For those who are fully committed to tackling bias, there’s also the option to force change in the system. By re-weighting the variables and pushing bias in a different direction, brands can influence what AI algorithms learn and produce different results.
As an example, we worked with a luxury automotive brand whose lookalike audience models were far more accurate at predicting behavior for men than for women. That’s not because women aren’t interested in driving and buying luxury cars, but simply because the model had more behavioral data about men doing so than women, which reinforced the bias into an ever-shrinking bubble. By re-weighting attributes like gender in the model, we were able to significantly increase the accuracy of predictions for women, while only slightly decreasing the accuracy for men. As discussed earlier, bias can’t be eliminated, only moved around, so there has to be some give and take.
Wielding the bias stick increases the problem
So why aren’t brands taking these relatively simple steps to address bias and make the world a little fairer for everyone?
The answer – at least in part – is the way bias is portrayed. Rather than seeing the opportunity to minimize its impact and act as fairly as possible, we’re frightened of being chastised for its very existence. As soon as we put a little bit of thought into managing bias, we’re acknowledging its presence and potentially taking responsibility for it.

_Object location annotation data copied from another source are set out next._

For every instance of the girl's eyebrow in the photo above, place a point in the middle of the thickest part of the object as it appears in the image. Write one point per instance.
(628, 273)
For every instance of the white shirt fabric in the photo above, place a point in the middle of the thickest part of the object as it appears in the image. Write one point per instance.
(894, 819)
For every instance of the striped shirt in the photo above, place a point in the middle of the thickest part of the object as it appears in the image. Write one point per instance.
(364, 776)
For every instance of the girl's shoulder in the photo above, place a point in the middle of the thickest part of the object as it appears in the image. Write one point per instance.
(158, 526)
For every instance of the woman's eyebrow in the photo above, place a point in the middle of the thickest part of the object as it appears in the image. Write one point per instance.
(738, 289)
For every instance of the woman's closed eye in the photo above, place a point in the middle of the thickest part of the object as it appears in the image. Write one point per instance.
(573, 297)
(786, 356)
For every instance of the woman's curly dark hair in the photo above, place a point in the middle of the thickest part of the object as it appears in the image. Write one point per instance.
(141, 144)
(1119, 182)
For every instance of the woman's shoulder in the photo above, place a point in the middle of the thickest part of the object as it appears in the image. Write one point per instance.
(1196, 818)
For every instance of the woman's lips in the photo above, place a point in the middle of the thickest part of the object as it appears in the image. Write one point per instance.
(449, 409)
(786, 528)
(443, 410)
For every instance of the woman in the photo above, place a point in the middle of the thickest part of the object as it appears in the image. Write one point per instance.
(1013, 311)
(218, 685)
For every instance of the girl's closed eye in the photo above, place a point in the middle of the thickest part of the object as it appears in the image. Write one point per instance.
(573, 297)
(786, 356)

For marketers, it’s easier to stick with what’s worked in the past and select the 10 attributes without considering the consequences. If they don’t ask the question, how can they be accused of bias? For brands, it makes sense to use an out-of-the-box AI model from a third party, because then they’re not the ones responsible for any bias it perpetuates. Many would get better results from building their own AI models, trained on their first-party data, but then there would be nowhere to deflect the bias blame.
Of course, none of this helps consumers. They still feel the negative impact of bias, no matter who is deemed responsible.
Managing bias takes a mindset shift
Minimizing the impact of bias to help AI make better, fairer decisions requires testing, governance, and ethical rigor. But it also takes a shift in mindset.
We must appreciate that bias is necessary and unavoidable. We must see it as something brands should be rewarded for managing rather than punished for acknowledging. And we must adopt a culture of continuous learning and experimentation. Until we start to think about bias differently, it will continue to disadvantage people far more than it needs to.